The way the RCM company handles this could affect a practice’s ability to meet its financial obligations.
Next: An extension of the practice
Once the questions are answered and the potential vendors are narrowed down to two or three, one of the most crucial parts of the evaluation can take place: talking with and meeting current clients.
Ideally, Magnuson says, the references should be a mix of clients the vendor landed within the past year and those they’ve had more than three years. The references should be able to share how their financial performances improved while working with that vendor.
The references should also be asked to share their experiences with implementation and talk about any surprises or unexpected events they encountered. Wolfskill recommends site visits to get a feel for the integration between practice and vendor.
A barrier many practices face when deciding whether to outsource is the feeling of a loss of control. But that is the wrong way to view things, says Davis.
“Even if you outsource the whole kit and caboodle, you still have to own it at the end of the day. And a lot of times that staff is going to be under your direct management,” she says. There are also aspects of RCM that will remain the responsibility of the practice, despite the outsourcing.
The contract should state clearly the scope of services to be provided by the vendor and detail who touches what part of the process.

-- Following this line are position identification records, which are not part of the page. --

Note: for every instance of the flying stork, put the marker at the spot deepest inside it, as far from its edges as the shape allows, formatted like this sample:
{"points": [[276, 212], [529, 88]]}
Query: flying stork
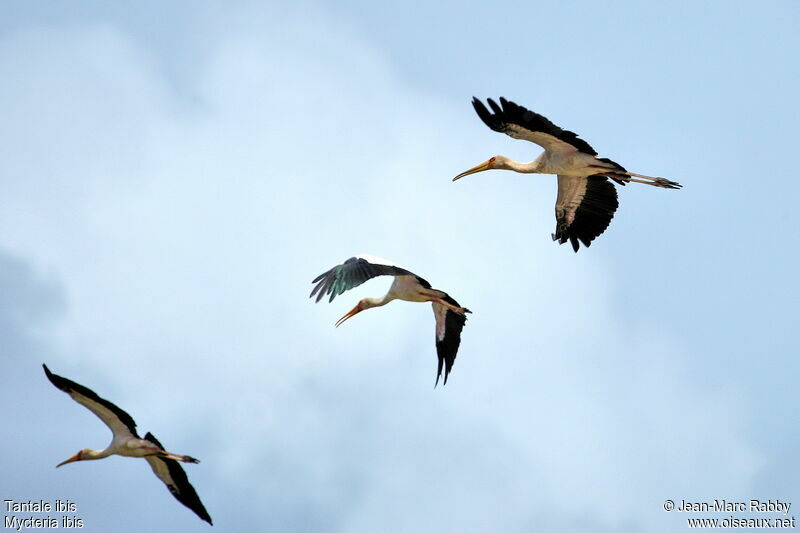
{"points": [[127, 442], [586, 200], [450, 316]]}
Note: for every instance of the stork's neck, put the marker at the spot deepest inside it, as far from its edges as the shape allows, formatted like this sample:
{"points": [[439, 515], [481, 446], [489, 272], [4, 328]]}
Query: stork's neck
{"points": [[378, 302], [533, 167]]}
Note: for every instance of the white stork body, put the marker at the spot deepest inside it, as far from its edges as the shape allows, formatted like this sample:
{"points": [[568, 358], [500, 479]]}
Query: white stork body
{"points": [[127, 443], [450, 317], [586, 201]]}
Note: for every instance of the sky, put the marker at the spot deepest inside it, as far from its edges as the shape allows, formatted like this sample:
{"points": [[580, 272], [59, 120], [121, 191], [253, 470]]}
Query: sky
{"points": [[174, 176]]}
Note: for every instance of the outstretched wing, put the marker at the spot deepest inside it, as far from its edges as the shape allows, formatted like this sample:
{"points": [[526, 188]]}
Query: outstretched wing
{"points": [[118, 421], [520, 123], [584, 209], [353, 273], [448, 335], [171, 473]]}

The practice should also make clear how it expects the RCM company to conduct itself with patients and the tactics it can use, according to Magnuson.
“The outsourced vendor can use anything allowed under the fair credit reporting act,” he says. If they use tactics the practice is uncomfortable with, the practice will be caught in the middle, causing a huge strain on the doctor-patient relationship.
There should be a seamless transition between in-house employees and the RCM vendor’s employees, and patients should expect the same level of service from both.
“At the end of the day, I feel like the best revenue cycle management service lines really act as an extension of your practice or organization,” says Davis. “To the patient, it doesn’t seem like they are calling yet another company or they are reaching out to someone who is not within the four walls of the practice.”